Today, the Diaspora is even more intense and widespread because of the displacement by war and the end of colonialism. The war in Vietnam brought thousands to America, 50,000 alone to Silver Spring in Maryland. And the war in Iraq re-populated almost an entire town in Michigan with refugees who were driven from their homeland by American bombs. A friend used to remark that every time a foreign government collapses 10 new restaurants open in Bethesda.
The 18th century British philosopher and economist, Thomas Malthus, is remembered mainly for his observation that overpopulation would eventually force people to live at mere subsistence levels. What is forgotten, however, is another of Malthus’ observations, that eventually the people who do society’s dirty work will make the money. Enter Hispanics, and a long waiting-list of others.
You’d think immigration is an issue everyone could agree on. Unions want new members. Business wants cheap labor. Churches want converts. And, above all, both Democrats and Republicans are eager for new voters. Last week, an estimated 100,000 immigrants rallied in the nation’s capital for a change in America’s immigration laws. Called the Rally for Citizenship, they were joined by sympathetic demonstrators in 18 other major cities who are demanding the government’s stamp of approval and legitimacy so they can come in from the dark and participate fully in American life.
It’s an oft-told story. Many of the immigrants who are in America illegally were either born here or brought here, unwittingly, as children. They have no knowledge of anywhere else. They were raised here, educated here, work here and, for the most part, pay taxes here. They are, in all but name and birthright, American.
The last president to successfully deal with the issue of illegal immigrants was Ronald Reagan who, in 1986, granted amnesty to those living in America at the time. President George W. Bush tried three times, unsuccessfully, to pass variations of immigration reform laws. President Barack Obama has discussed pathways to legal status for five years. Finally, a bill is about to emerge from what is known as the Senate’s bipartisan “gang of eight” that will replace an Obama bill, or require the need for one, if the Senate’s bill falls short.
Today, immigration and citizenship involve more than fruit pickers and house cleaners. Modern immigration addresses the new class of the best and the brightest—scientists, mathematicians and computer specialists, those coveted by the economy’s science and technology sectors—many of whom were educated in the United States but forced to return to their native countries because of rigid immigration laws and expired student visas.

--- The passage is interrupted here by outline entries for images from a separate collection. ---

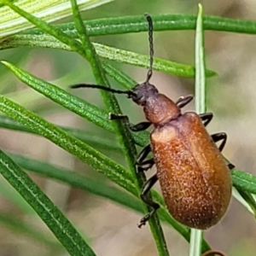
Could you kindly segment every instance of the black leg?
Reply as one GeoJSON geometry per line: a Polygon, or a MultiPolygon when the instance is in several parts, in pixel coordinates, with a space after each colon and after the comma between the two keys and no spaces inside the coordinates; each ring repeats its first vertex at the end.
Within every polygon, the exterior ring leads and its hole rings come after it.
{"type": "Polygon", "coordinates": [[[181,96],[178,98],[178,100],[176,102],[177,107],[179,108],[183,108],[187,104],[189,104],[193,100],[193,96],[189,95],[187,96],[181,96]]]}
{"type": "Polygon", "coordinates": [[[132,131],[143,131],[148,129],[151,125],[150,122],[141,122],[137,125],[132,125],[129,122],[129,118],[127,115],[114,114],[112,113],[109,113],[109,119],[110,120],[124,119],[132,131]]]}
{"type": "Polygon", "coordinates": [[[202,121],[205,121],[204,125],[207,126],[212,119],[213,113],[201,113],[199,116],[202,121]]]}
{"type": "Polygon", "coordinates": [[[148,156],[148,154],[151,152],[151,150],[152,150],[151,145],[148,144],[138,154],[136,161],[137,172],[148,171],[154,166],[154,159],[144,160],[148,156]]]}
{"type": "Polygon", "coordinates": [[[151,145],[148,144],[148,146],[146,146],[138,154],[136,163],[137,165],[139,165],[140,163],[142,163],[146,157],[148,156],[148,154],[151,152],[151,145]]]}
{"type": "Polygon", "coordinates": [[[140,221],[140,224],[138,224],[138,227],[141,228],[143,225],[146,224],[146,223],[148,221],[148,219],[151,218],[151,216],[155,212],[155,211],[160,207],[160,205],[156,202],[153,201],[151,199],[148,197],[148,193],[152,189],[154,184],[157,182],[157,176],[154,174],[152,176],[147,182],[144,183],[142,193],[141,193],[141,199],[143,201],[147,204],[148,206],[150,206],[153,210],[149,212],[148,214],[146,214],[140,221]]]}
{"type": "Polygon", "coordinates": [[[150,169],[154,165],[154,158],[148,159],[145,161],[141,162],[140,164],[137,164],[137,172],[146,172],[148,169],[150,169]]]}
{"type": "Polygon", "coordinates": [[[230,170],[232,170],[232,169],[236,168],[236,166],[234,165],[232,165],[231,163],[228,164],[228,167],[229,167],[230,170]]]}
{"type": "MultiPolygon", "coordinates": [[[[217,143],[217,142],[219,142],[219,141],[223,140],[223,142],[221,143],[221,144],[218,147],[218,149],[221,152],[223,150],[223,148],[224,148],[226,142],[227,142],[227,135],[226,135],[226,133],[224,133],[224,132],[219,132],[219,133],[212,134],[212,140],[213,140],[214,143],[217,143]]],[[[236,167],[231,163],[229,163],[227,166],[228,166],[228,168],[230,170],[232,170],[232,169],[234,169],[236,167]]]]}
{"type": "Polygon", "coordinates": [[[212,135],[212,138],[214,143],[218,143],[221,140],[223,141],[218,147],[218,149],[221,152],[227,142],[227,134],[224,132],[215,133],[212,135]]]}

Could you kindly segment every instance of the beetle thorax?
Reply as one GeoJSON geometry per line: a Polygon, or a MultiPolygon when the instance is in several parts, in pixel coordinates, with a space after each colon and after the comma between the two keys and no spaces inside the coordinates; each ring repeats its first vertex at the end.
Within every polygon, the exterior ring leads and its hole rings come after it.
{"type": "Polygon", "coordinates": [[[180,115],[180,109],[165,95],[149,97],[143,108],[146,119],[154,125],[164,125],[180,115]]]}

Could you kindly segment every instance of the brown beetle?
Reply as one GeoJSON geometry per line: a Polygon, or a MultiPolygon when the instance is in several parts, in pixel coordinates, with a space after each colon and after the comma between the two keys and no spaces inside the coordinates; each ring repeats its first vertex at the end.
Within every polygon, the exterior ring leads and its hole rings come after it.
{"type": "Polygon", "coordinates": [[[154,126],[150,135],[150,144],[137,158],[138,172],[147,171],[154,164],[157,173],[143,188],[142,200],[153,210],[144,216],[139,227],[145,224],[159,205],[148,199],[147,194],[159,179],[163,196],[172,216],[183,224],[205,230],[217,224],[224,216],[231,196],[231,177],[220,152],[227,135],[224,132],[210,136],[205,126],[212,119],[212,113],[181,113],[181,108],[192,101],[193,96],[180,97],[177,102],[158,92],[149,83],[153,66],[153,22],[148,22],[150,67],[144,83],[131,90],[118,90],[102,85],[79,84],[72,88],[90,87],[113,93],[125,94],[137,105],[143,107],[148,122],[136,125],[129,123],[127,116],[110,114],[111,119],[125,119],[133,131],[154,126]],[[203,123],[204,122],[204,123],[203,123]],[[216,142],[222,141],[219,148],[216,142]],[[153,152],[154,158],[146,160],[153,152]]]}

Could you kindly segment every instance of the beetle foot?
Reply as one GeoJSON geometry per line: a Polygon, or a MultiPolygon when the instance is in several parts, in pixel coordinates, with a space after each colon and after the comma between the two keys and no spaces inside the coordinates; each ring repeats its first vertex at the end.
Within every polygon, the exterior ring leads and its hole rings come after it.
{"type": "Polygon", "coordinates": [[[139,229],[142,228],[142,226],[144,226],[146,224],[146,223],[148,221],[148,219],[150,218],[150,212],[148,212],[147,215],[145,215],[141,220],[140,220],[140,224],[137,224],[137,227],[139,229]]]}
{"type": "Polygon", "coordinates": [[[146,223],[149,220],[149,218],[152,217],[152,215],[155,212],[156,209],[154,209],[152,212],[149,212],[148,214],[146,214],[140,221],[140,224],[137,224],[137,227],[139,229],[142,228],[142,226],[144,226],[146,223]]]}

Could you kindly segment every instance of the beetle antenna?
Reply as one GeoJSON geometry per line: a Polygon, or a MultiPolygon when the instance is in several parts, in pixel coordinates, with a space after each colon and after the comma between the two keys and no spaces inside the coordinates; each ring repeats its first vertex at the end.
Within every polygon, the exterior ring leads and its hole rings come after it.
{"type": "Polygon", "coordinates": [[[147,74],[146,83],[149,82],[153,73],[153,56],[154,56],[154,44],[153,44],[153,20],[148,14],[145,14],[145,17],[148,24],[148,41],[149,41],[149,69],[147,74]]]}
{"type": "Polygon", "coordinates": [[[72,89],[77,89],[77,88],[96,88],[104,90],[112,93],[118,93],[118,94],[126,94],[127,96],[130,98],[131,97],[134,93],[131,90],[115,90],[109,87],[106,87],[103,85],[98,85],[98,84],[77,84],[73,85],[70,85],[70,88],[72,89]]]}

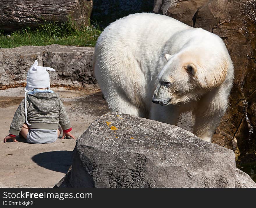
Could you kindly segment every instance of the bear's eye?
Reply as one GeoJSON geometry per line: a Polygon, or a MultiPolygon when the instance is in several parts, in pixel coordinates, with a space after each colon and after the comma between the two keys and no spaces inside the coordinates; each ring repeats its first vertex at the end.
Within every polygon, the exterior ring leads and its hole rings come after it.
{"type": "Polygon", "coordinates": [[[161,84],[162,85],[164,85],[165,86],[168,87],[171,85],[171,83],[170,82],[167,82],[166,81],[161,81],[161,84]]]}
{"type": "Polygon", "coordinates": [[[190,65],[188,65],[187,66],[187,70],[190,73],[192,73],[193,67],[190,65]]]}

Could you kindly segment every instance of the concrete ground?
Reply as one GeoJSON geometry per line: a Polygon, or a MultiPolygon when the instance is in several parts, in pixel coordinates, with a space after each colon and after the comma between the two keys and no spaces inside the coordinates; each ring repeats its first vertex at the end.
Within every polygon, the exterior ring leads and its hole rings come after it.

The working Senate bill, in its roughest outlines, would provide permanent residency and a pathway to citizenship for those immigrants who would learn English, pay a fine and back taxes and pass a background check. It would also include a cut-off date for a free pass. The hang-up over the legislation, as in the past, is over heightened border security and increased surveillance as well as wage scales for imported workers. Another roadblock is whether immigration reform should eventually lead to citizenship, a requirement Obama insists must be met.
Public opinion polls support immediate immigration reform that includes eventual citizenship, a case, once again, where Congress either lags behind public sentiment or is indifferent to how the public feels. Another example of rapid demographic and generational change, a dozen years ago citizenship for undocumented workers was an unthinkable threat to the nation’s established social order.
According to the Census Bureau, there are 52 million Hispanics living in America, or 16.7 percent of the total population, excluding those in Puerto Rico and other American-controlled island outposts. The number is projected to grow to about 150 million by 2050, or just short of half the nation’s current population of 330 million. Maryland has the 18th largest Hispanic population, at 474,000, or 8.4 percent, of any state in the nation. So dramatic is the growth of other cultures in America that within a dozen years whites will become the numerical minority.
Obama won 71 percent of the Hispanic vote in 2012 and about the same percentage in 2008. To underline the growing importance of Hispanics in the electoral process, a recent Republican National Committee post-election “autopsy” report concluded that the GOP must begin a serious outreach program to the Latino community if it is to regain stature as a competitive national party.
Immigration. Diversity. Together they’re the American story and the story of America. And they’re inseparable. There are 11.1 million people here who are living a netherworld existence and there is little the nation can do other than to accept them and absorb them into the mainstream of American life with all of its rights and tax-paying privileges.